Icebergs of revelations

iceberg

Picture shamefully stolen from Sciencebhakta, a blog at Good Shepherd Catholic School. This, ladies and gentlemen, is how a spiritual iceberg should look!

Ryuho Okawa, founder of the religious organization “Happy Science”, occasionally says some strange things. For the most part, however, he says things that seem obvious once I see them, but for some reason were not quite as obvious before. That is good, I think. We need more obviousity. We need to see these truths as self-evident, in an age where people doubt so many things but have faith in their own superiority in spite of all evidence. (Only 6% of Norwegian parents have children who are below average in school. In America, 90% of male drivers are above average while the women are about average. And pretty much everyone who thinks there is a Heaven thinks they are going there, except Jehovah’s Witnesses who modestly intend to colonize the new Earth instead. Compare this to Jesus’ statement that “narrow is the path that leads to life and few are those who find it.” In short, whether it is in this world or the next, almost all of us think we are one of the few. Oh well. If you have found this website, you are definitely one of a few!)

One of the obvious things is to not put all your goods in the shop window. That is to say, if you talk about spiritual things, you should know a lot more than you say. Okawa recommends being like an iceberg, with only a small part of your revelations visible to people, and the rest below the surface. For actual physical icebergs, the proportion that is above water is about 1/8. So for every revelation you share with others, you should have seven more revelations of the same sort.

I wasn’t there, obviously, but according to Okawa he was getting spiritual messages from various high spirits from Heaven for years before he started his organization. But having seen what happened to other religious leaders, he was quite wary of telling everyone until he understood everything clearly.

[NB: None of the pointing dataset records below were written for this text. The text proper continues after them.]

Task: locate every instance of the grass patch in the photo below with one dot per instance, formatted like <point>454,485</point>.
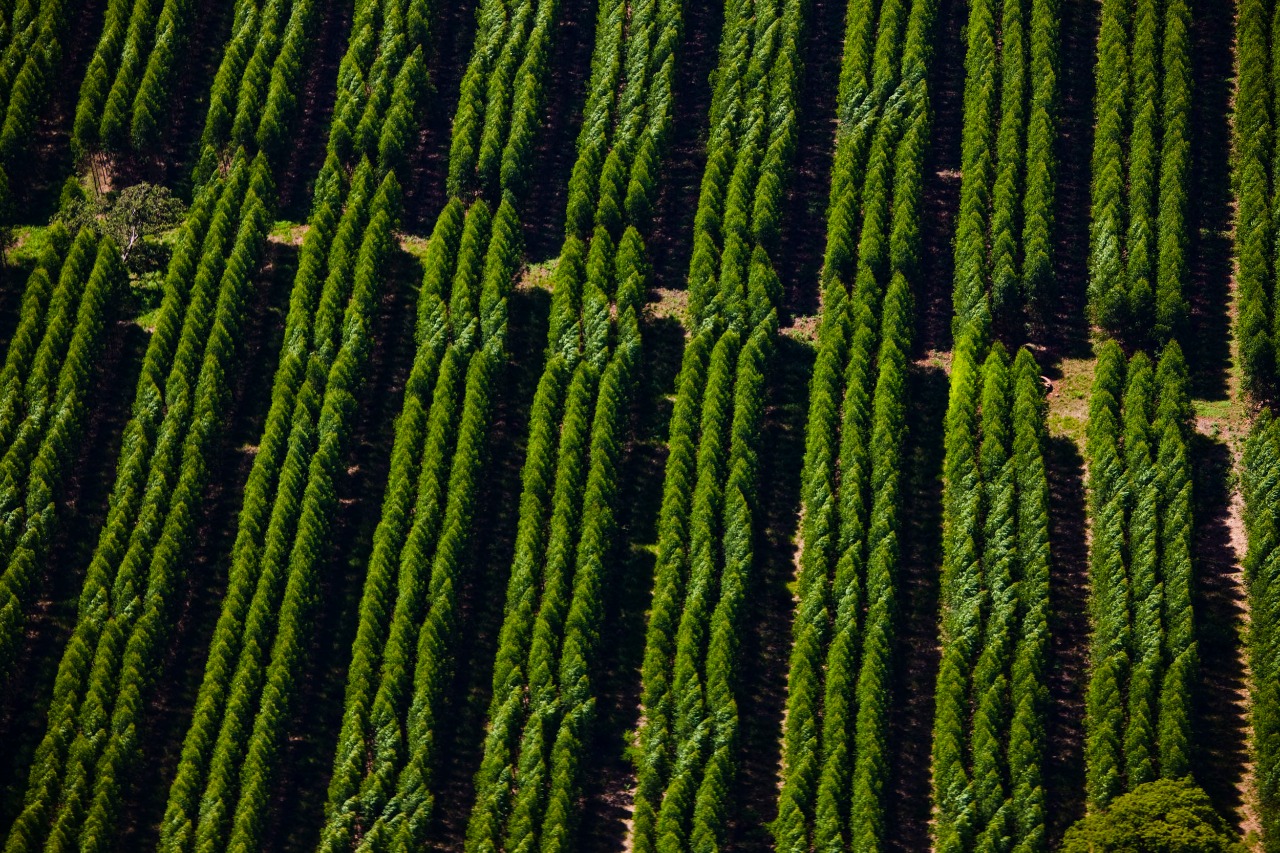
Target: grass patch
<point>539,276</point>
<point>1069,398</point>
<point>287,232</point>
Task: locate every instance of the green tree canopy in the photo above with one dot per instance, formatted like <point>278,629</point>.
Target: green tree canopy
<point>1165,816</point>
<point>127,217</point>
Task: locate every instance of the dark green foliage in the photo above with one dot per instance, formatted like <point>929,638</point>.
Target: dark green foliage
<point>988,737</point>
<point>1261,515</point>
<point>48,373</point>
<point>1004,235</point>
<point>836,755</point>
<point>31,53</point>
<point>382,792</point>
<point>1253,182</point>
<point>688,746</point>
<point>219,798</point>
<point>92,735</point>
<point>1143,657</point>
<point>1141,167</point>
<point>1168,816</point>
<point>543,702</point>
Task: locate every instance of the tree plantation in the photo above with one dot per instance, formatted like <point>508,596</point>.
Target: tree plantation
<point>639,425</point>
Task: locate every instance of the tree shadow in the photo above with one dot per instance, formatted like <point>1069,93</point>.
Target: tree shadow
<point>556,147</point>
<point>1068,332</point>
<point>803,235</point>
<point>1069,637</point>
<point>483,596</point>
<point>453,30</point>
<point>36,178</point>
<point>1221,702</point>
<point>909,798</point>
<point>672,229</point>
<point>941,179</point>
<point>766,621</point>
<point>607,769</point>
<point>301,164</point>
<point>81,512</point>
<point>300,788</point>
<point>1210,204</point>
<point>170,702</point>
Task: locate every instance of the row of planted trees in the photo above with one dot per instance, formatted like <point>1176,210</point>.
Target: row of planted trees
<point>1255,191</point>
<point>112,661</point>
<point>126,91</point>
<point>31,53</point>
<point>1143,658</point>
<point>1253,167</point>
<point>45,389</point>
<point>543,702</point>
<point>1143,664</point>
<point>1138,258</point>
<point>383,790</point>
<point>231,755</point>
<point>836,751</point>
<point>991,697</point>
<point>1004,265</point>
<point>686,748</point>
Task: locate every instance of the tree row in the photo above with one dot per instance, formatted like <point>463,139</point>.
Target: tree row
<point>259,652</point>
<point>49,370</point>
<point>1143,652</point>
<point>1255,183</point>
<point>127,87</point>
<point>1004,265</point>
<point>112,661</point>
<point>383,788</point>
<point>988,730</point>
<point>543,703</point>
<point>31,55</point>
<point>1261,486</point>
<point>1141,170</point>
<point>835,749</point>
<point>686,748</point>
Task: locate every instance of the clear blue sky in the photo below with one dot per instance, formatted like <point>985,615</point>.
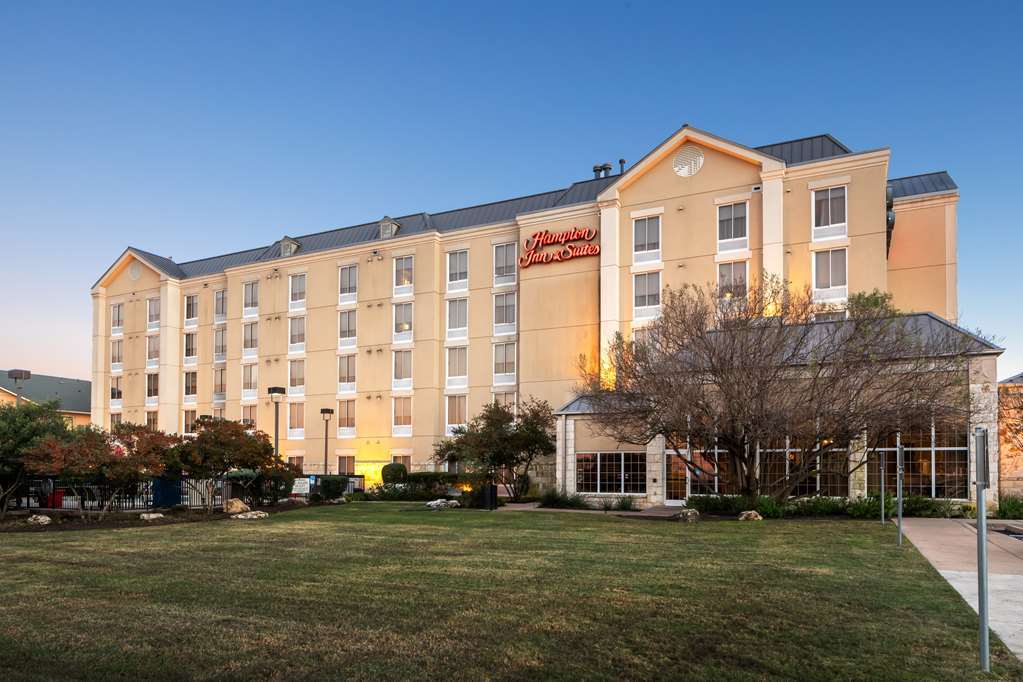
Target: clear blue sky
<point>196,129</point>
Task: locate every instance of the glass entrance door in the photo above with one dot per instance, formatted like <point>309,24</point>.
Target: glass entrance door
<point>675,475</point>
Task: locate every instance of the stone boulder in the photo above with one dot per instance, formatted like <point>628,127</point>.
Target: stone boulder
<point>249,515</point>
<point>688,515</point>
<point>235,506</point>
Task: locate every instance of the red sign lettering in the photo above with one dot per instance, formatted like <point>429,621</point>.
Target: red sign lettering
<point>567,242</point>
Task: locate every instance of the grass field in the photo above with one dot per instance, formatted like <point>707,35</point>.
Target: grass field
<point>377,590</point>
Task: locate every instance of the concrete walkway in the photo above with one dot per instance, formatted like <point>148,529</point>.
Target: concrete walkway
<point>950,546</point>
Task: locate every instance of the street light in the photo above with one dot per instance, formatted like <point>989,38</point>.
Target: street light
<point>276,395</point>
<point>326,413</point>
<point>18,375</point>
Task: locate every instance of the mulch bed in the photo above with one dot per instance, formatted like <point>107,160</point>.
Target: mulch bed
<point>72,520</point>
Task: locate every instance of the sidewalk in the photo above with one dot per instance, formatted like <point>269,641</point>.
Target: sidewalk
<point>950,546</point>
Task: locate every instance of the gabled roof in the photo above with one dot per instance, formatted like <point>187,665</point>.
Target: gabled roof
<point>74,395</point>
<point>927,183</point>
<point>806,149</point>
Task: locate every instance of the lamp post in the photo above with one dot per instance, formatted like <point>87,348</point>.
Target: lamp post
<point>18,375</point>
<point>277,396</point>
<point>326,413</point>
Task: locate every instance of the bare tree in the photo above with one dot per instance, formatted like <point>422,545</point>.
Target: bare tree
<point>767,370</point>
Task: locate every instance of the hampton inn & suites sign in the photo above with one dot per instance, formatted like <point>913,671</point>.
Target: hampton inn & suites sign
<point>545,246</point>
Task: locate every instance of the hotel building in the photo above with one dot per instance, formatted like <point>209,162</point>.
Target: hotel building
<point>406,326</point>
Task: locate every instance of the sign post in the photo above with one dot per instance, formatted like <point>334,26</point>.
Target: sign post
<point>980,435</point>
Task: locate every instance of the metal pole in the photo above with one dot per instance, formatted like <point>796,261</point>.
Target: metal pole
<point>901,469</point>
<point>982,473</point>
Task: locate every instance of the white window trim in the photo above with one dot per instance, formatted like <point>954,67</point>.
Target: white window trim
<point>505,280</point>
<point>827,231</point>
<point>834,294</point>
<point>459,284</point>
<point>736,243</point>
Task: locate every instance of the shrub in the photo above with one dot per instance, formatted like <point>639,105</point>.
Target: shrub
<point>625,503</point>
<point>394,472</point>
<point>1011,506</point>
<point>332,487</point>
<point>554,499</point>
<point>870,506</point>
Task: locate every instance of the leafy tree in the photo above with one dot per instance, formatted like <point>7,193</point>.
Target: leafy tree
<point>501,447</point>
<point>21,427</point>
<point>218,447</point>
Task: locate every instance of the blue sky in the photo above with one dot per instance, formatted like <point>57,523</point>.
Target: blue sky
<point>195,129</point>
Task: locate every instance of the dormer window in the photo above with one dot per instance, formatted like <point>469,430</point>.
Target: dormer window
<point>288,246</point>
<point>389,227</point>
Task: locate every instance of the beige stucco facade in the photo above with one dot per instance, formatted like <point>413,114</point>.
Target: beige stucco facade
<point>565,309</point>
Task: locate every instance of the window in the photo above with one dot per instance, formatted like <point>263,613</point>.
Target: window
<point>219,305</point>
<point>219,383</point>
<point>250,377</point>
<point>647,239</point>
<point>402,378</point>
<point>191,384</point>
<point>297,286</point>
<point>504,313</point>
<point>830,274</point>
<point>458,271</point>
<point>190,348</point>
<point>457,367</point>
<point>403,275</point>
<point>731,232</point>
<point>191,309</point>
<point>151,351</point>
<point>297,334</point>
<point>152,313</point>
<point>731,280</point>
<point>457,318</point>
<point>346,414</point>
<point>829,213</point>
<point>504,257</point>
<point>647,287</point>
<point>402,322</point>
<point>152,385</point>
<point>613,472</point>
<point>346,464</point>
<point>219,345</point>
<point>504,363</point>
<point>346,373</point>
<point>117,318</point>
<point>348,285</point>
<point>346,328</point>
<point>250,339</point>
<point>455,412</point>
<point>296,420</point>
<point>297,377</point>
<point>402,420</point>
<point>250,299</point>
<point>117,355</point>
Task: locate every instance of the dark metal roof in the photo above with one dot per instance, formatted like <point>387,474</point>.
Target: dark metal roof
<point>457,219</point>
<point>805,149</point>
<point>74,395</point>
<point>927,183</point>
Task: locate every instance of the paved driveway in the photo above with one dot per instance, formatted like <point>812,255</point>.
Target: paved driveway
<point>950,545</point>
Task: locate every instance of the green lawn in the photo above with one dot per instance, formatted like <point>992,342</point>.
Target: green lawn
<point>370,591</point>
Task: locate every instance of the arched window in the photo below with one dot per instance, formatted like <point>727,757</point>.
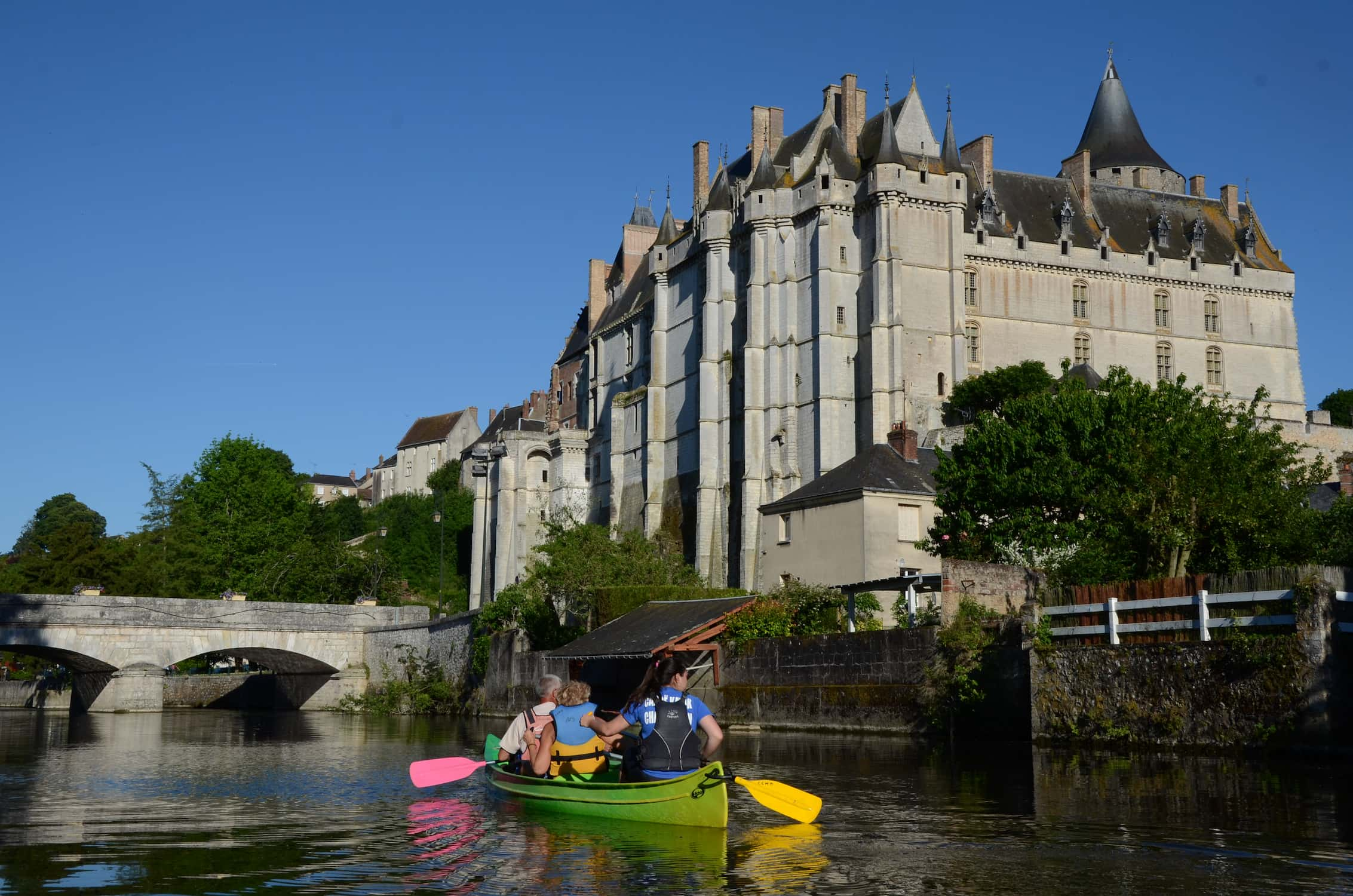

I have to agree there. I don’t want to mention names, but there are a number of people in the New Age movement at least that strike me as “one trick ponies”. They have one big revelation and they are going all out with it, but not all people are the same. So we get various specialists and people who follow them. You see the same in Protestantism. Perhaps it is something in the culture of northern Europe, but we seem to have a lot of small churches that break out from some other church because they get some revelation that the others don’t have. Each of them is convinced that their revelation is a matter of life and death. Often these revelations are purely theological, that is to say, you cannot actually see that these people become better by believing in this or that particular detail of doctrine. They don’t become happier, more helpful and more merciful. Of course it could still be an important piece of doctrine, but how will you prove it when you don’t have “fruits”?

Okawa is not the first to bring out that idea, of course. Jesus seems to have pretty much shut up about spiritual things from he was 12 till he was 30. He is later quoted as saying that a teacher who is trained for the Kingdom of Heaven is comparable to a host who brings out old and new things from his storage. That is the same thing, is it not? To have a storage of good stuff before you start hosting a large party.

So I’ve been thinking a bit about how I measure up in that regard. But then again I don’t really think of myself as a religious teacher. It is a dangerous job. It is bad enough to destroy your own life, but destroying others surely is worse.

I should write about games, or snow or something, I guess. But this stuff is also interesting.  I wonder if the other people who buy his books have the same experience. That seems unlikely, there is supposedly sold millions of them by now and the world is pretty much the same, isn’t it? So much so that I had never head about Happy Science until I accidentally came across one of their movies. But perhaps most of the readers are just busy storing their revelations beneath the surface.